The “Morning Report” workflow (Fig. 2a, https://doi.org/10.5441/001/1.h4c0p8bv, [46]) is made up of two Apps, the “Movebank” App and the “Morning Report” App, where the latter extracts an overview of a dataset with times of tag activity, plots of tag properties and a small interactive map. This is meant to be used for projects with active tags to explore tag performance, identify changes in behaviour and possibly find the animals in the field. Four Apps (called “Morning Report pdf Overview”, “Morning Report pdf Attribute Plots”, “Morning Report pdf Property Plots” and “Morning Report pdf Maps”) were recently developed, which can be combined into a workflow that provides ".pdf" artefact files containing a time overview for all animals/tags, various data properties and track maps for download. These files can be taken into the field, sent by E-mail or accessed via API.

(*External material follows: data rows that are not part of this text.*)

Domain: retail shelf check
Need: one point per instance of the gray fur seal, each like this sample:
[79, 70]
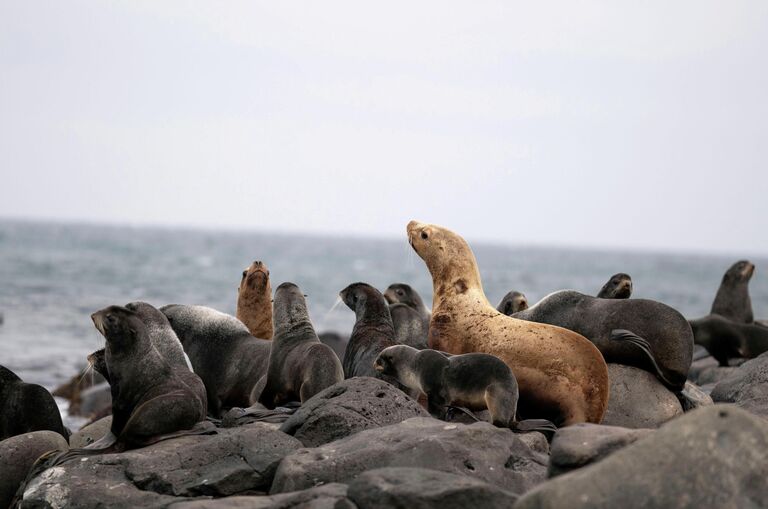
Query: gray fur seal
[410, 316]
[230, 361]
[636, 332]
[254, 300]
[619, 286]
[300, 365]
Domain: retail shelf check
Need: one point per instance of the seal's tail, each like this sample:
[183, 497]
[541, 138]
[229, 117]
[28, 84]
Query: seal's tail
[645, 347]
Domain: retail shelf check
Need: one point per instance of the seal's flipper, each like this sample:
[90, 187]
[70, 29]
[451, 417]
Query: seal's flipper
[645, 347]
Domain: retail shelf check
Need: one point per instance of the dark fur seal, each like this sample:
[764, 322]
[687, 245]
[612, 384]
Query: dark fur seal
[726, 339]
[150, 397]
[732, 300]
[254, 300]
[230, 361]
[410, 316]
[512, 303]
[300, 365]
[635, 332]
[618, 287]
[26, 407]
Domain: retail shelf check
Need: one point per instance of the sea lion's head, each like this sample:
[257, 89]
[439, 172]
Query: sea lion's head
[512, 303]
[448, 257]
[618, 287]
[740, 272]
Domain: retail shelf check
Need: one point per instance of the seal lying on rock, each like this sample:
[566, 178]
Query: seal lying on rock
[254, 300]
[618, 287]
[409, 315]
[26, 407]
[300, 365]
[561, 375]
[225, 355]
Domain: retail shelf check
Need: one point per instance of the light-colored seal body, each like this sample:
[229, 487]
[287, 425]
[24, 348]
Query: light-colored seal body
[561, 375]
[254, 300]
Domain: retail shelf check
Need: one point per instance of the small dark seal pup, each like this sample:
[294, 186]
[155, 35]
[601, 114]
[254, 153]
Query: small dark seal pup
[732, 300]
[229, 360]
[409, 315]
[26, 407]
[726, 339]
[254, 300]
[618, 287]
[300, 365]
[474, 380]
[150, 397]
[512, 303]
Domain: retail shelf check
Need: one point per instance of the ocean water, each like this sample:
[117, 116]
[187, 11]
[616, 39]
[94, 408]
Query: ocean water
[53, 276]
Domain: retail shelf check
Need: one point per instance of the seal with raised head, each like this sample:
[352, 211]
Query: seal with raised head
[562, 377]
[732, 300]
[409, 315]
[26, 407]
[300, 365]
[512, 303]
[726, 339]
[151, 398]
[229, 359]
[619, 286]
[254, 300]
[636, 332]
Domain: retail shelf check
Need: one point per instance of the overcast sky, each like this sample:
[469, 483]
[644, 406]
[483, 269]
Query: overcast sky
[570, 123]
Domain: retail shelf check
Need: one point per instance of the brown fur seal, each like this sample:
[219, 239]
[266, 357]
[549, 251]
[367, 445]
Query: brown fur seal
[512, 303]
[409, 315]
[26, 407]
[618, 287]
[300, 365]
[150, 397]
[254, 301]
[561, 375]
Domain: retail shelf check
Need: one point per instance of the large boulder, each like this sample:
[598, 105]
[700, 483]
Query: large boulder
[233, 461]
[746, 387]
[348, 407]
[582, 444]
[637, 399]
[710, 457]
[480, 450]
[419, 487]
[19, 453]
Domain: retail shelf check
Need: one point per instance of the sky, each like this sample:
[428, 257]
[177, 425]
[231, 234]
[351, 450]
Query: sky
[620, 125]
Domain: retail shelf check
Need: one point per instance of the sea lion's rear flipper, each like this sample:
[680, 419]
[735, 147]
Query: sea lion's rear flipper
[645, 347]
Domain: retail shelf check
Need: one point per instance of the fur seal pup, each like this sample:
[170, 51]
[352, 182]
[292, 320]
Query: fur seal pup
[254, 300]
[732, 299]
[26, 407]
[726, 339]
[512, 303]
[409, 315]
[230, 361]
[636, 332]
[562, 377]
[300, 365]
[618, 287]
[150, 397]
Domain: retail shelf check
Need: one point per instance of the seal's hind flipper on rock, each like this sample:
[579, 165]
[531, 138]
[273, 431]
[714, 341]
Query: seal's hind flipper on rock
[645, 347]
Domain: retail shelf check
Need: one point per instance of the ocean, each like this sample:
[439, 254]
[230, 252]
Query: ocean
[53, 276]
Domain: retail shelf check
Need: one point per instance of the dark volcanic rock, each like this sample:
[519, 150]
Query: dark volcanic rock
[328, 496]
[19, 453]
[747, 386]
[581, 444]
[238, 460]
[637, 399]
[350, 406]
[480, 450]
[419, 487]
[713, 457]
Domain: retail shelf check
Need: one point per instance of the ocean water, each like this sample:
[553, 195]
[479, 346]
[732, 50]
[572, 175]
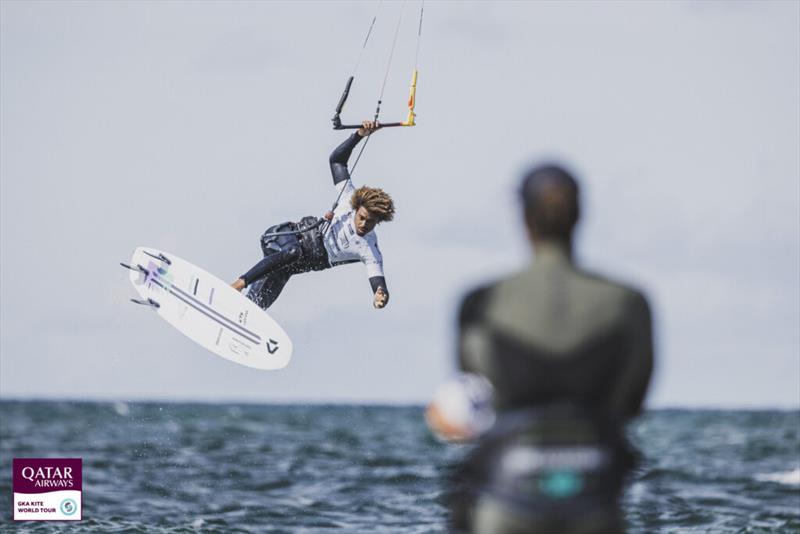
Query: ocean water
[162, 467]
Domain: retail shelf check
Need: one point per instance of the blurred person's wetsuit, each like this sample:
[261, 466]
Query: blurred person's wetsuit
[569, 355]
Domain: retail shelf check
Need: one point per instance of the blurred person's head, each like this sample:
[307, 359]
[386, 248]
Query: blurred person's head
[550, 199]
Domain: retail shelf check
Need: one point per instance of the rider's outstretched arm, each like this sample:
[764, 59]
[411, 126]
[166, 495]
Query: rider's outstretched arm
[339, 157]
[341, 153]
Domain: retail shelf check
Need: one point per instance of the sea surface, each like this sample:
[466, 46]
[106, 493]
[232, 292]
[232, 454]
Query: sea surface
[165, 467]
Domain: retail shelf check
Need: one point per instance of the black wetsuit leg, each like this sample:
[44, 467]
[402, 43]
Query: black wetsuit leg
[284, 255]
[266, 290]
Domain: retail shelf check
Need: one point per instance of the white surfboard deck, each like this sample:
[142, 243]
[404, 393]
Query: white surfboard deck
[209, 311]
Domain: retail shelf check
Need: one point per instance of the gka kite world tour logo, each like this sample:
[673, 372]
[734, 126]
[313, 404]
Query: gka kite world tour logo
[47, 489]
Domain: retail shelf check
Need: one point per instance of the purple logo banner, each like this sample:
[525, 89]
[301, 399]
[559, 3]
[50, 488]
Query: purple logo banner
[42, 475]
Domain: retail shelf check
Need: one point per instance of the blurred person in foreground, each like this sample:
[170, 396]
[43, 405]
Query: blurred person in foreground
[563, 359]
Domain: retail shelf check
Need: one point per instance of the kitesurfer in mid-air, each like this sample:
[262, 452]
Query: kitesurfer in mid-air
[298, 247]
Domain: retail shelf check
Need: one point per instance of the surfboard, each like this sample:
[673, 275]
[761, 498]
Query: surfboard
[208, 311]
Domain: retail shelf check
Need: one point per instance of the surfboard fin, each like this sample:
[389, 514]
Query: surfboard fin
[148, 302]
[138, 268]
[160, 257]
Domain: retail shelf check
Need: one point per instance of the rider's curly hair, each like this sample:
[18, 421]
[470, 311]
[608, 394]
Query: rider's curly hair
[375, 200]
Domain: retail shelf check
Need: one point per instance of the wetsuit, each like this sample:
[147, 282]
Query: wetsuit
[570, 357]
[298, 247]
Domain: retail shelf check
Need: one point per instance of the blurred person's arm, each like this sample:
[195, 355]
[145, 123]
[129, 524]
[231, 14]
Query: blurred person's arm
[628, 395]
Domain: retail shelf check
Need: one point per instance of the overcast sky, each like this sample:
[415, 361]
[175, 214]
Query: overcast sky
[191, 127]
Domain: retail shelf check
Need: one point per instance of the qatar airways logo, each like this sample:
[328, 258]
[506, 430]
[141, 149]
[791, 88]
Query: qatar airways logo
[47, 489]
[49, 477]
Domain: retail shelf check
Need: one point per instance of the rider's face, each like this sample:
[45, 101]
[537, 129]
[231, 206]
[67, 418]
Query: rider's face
[365, 221]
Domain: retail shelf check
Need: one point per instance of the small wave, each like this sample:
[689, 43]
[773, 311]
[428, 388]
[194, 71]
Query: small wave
[791, 478]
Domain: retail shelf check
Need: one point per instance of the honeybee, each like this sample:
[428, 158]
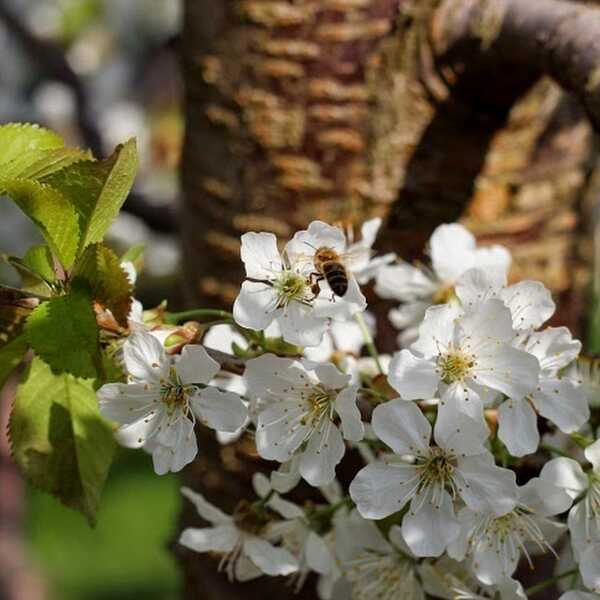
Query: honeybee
[328, 264]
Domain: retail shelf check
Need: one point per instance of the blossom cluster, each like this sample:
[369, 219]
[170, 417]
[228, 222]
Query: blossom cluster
[473, 444]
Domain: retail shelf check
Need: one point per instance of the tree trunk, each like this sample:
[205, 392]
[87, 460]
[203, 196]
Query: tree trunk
[347, 109]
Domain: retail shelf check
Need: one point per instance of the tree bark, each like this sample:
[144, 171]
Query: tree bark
[421, 112]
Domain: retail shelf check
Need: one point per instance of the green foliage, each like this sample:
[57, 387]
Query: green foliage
[58, 438]
[97, 190]
[51, 212]
[101, 268]
[11, 355]
[63, 331]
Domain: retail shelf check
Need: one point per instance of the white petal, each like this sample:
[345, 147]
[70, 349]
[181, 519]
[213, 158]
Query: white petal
[145, 358]
[402, 426]
[429, 529]
[255, 305]
[412, 377]
[222, 538]
[507, 370]
[279, 431]
[546, 499]
[260, 255]
[452, 248]
[592, 453]
[222, 337]
[554, 347]
[174, 458]
[518, 427]
[490, 323]
[222, 411]
[408, 314]
[195, 365]
[300, 325]
[488, 487]
[437, 330]
[328, 374]
[566, 473]
[589, 567]
[459, 433]
[560, 401]
[492, 567]
[476, 286]
[380, 490]
[127, 403]
[205, 509]
[268, 558]
[318, 555]
[530, 304]
[403, 282]
[345, 406]
[324, 451]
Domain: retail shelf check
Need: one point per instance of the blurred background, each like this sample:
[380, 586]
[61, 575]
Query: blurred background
[97, 72]
[101, 71]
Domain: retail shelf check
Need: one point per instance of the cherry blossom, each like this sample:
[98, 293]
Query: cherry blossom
[158, 408]
[300, 406]
[430, 476]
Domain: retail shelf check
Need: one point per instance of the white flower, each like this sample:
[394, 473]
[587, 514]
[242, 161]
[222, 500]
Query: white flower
[429, 476]
[246, 552]
[557, 398]
[495, 543]
[464, 357]
[310, 549]
[158, 409]
[453, 251]
[277, 290]
[584, 517]
[374, 566]
[302, 249]
[300, 403]
[452, 580]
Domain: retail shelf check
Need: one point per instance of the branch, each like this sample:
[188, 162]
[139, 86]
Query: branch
[557, 38]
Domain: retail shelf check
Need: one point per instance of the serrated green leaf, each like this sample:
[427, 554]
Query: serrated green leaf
[51, 212]
[37, 164]
[17, 139]
[97, 190]
[11, 355]
[101, 268]
[58, 438]
[64, 333]
[39, 259]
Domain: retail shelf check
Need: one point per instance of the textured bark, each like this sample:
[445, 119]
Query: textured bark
[421, 112]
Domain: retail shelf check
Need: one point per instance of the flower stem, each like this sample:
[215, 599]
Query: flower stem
[199, 313]
[368, 341]
[548, 582]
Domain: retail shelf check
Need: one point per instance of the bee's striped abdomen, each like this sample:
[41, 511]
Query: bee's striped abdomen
[336, 276]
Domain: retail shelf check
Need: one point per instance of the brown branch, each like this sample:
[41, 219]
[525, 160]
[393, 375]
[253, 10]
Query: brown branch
[557, 38]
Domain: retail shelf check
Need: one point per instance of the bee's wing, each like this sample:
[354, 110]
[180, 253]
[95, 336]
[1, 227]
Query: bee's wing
[356, 256]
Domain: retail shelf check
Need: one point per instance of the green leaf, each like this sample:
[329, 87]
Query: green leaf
[97, 190]
[37, 164]
[101, 268]
[11, 355]
[39, 259]
[17, 139]
[63, 331]
[58, 438]
[51, 212]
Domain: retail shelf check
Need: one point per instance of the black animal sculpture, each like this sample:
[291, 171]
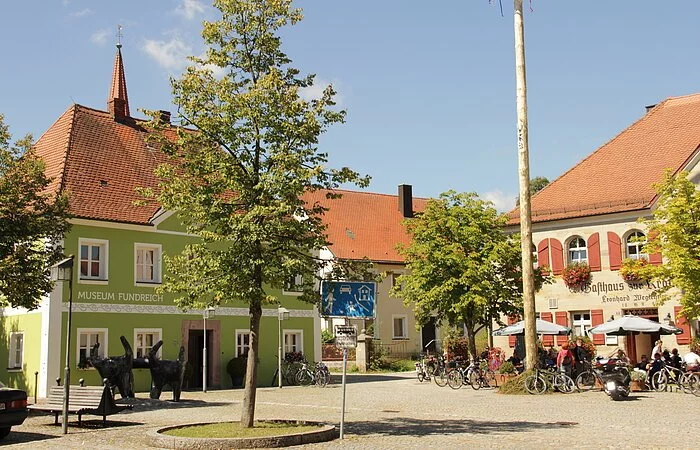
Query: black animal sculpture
[166, 372]
[117, 369]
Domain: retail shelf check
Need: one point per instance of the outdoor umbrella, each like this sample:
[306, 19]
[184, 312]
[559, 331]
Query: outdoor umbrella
[543, 327]
[626, 324]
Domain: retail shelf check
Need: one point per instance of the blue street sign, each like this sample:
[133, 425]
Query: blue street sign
[353, 299]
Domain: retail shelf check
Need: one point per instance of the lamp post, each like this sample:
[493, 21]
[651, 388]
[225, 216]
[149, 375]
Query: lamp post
[208, 314]
[63, 271]
[282, 314]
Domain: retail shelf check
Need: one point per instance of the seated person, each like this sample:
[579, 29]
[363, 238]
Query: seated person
[642, 365]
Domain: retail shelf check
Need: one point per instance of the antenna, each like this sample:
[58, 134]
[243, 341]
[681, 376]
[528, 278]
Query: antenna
[119, 36]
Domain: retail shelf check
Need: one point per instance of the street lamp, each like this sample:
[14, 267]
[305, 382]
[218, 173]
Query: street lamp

The user interface output of the workflow (Fig. 2b) reveals that there were (at least) six different animals with available data during the past 5 months in the dataset. The time range, number of locations and distances moved are indicated. For the selected animal, we can see that from mid-June to the end of August, no data were available. After this period, autumn migration commenced and the large displacements and route are visible in the plots and map. To assess performance, we ran the workflow on both MoveApps and on a local installation of R-Studio. The workflow took 3:15 min to run on MoveApps, of which the longest part was taken up by loading the data (2:55 min). In comparison, on a local system R-Studio (IntelCore i7, 16 GB RAM, Windows 10 64-bit), running the same code required 2:55 min in total, with 2:46 min for loading the data. Relative performance will vary based on the available processing power available to users outside of MoveApps.
The “Migration Mapper” workflow (Fig. 3a, https://doi.org/10.5441/001/1.7tq16jr8, [47]) is a more complex workflow made up of six Apps that load data from Movebank, remove outliers, thin the data, filter by season, segment the data by speed and then plot the remaining locations as a density raster. The raster plot is provided as a user interface in which the user can change raster size for more detail vs. better visibility. The division of the workflow’s functionality into the many small Apps has notable advantages: Modular runs of independent Docker instances are more stable and run on less resources than one large, complex App. Furthermore, each App can be used in new workflows or can be replaced in the present workflow by different or more advanced App versions or Apps that have similar functionality.
The user interface outputs of the two different workflow instances show the routes of greater white-fronted geese during spring migration (Fig. 3b) and autumn migration (Fig. 3c). Densely travelled areas become visible by the heat map colours and indicate movement rather than resting, because only flight locations were selected using the “Segment Data by Speed” App. The maps confirm the known differences between the two migrations: During spring the geese fly in a wide front, using many different routes, whereas during autumn most of them use the coastal route which they pass quickly [45]. The runtimes of the workflow for spring and autumn migration only differed minimally, each taking about 5:20 min on MoveApps, and 3:00 min on local R-Studio (see above).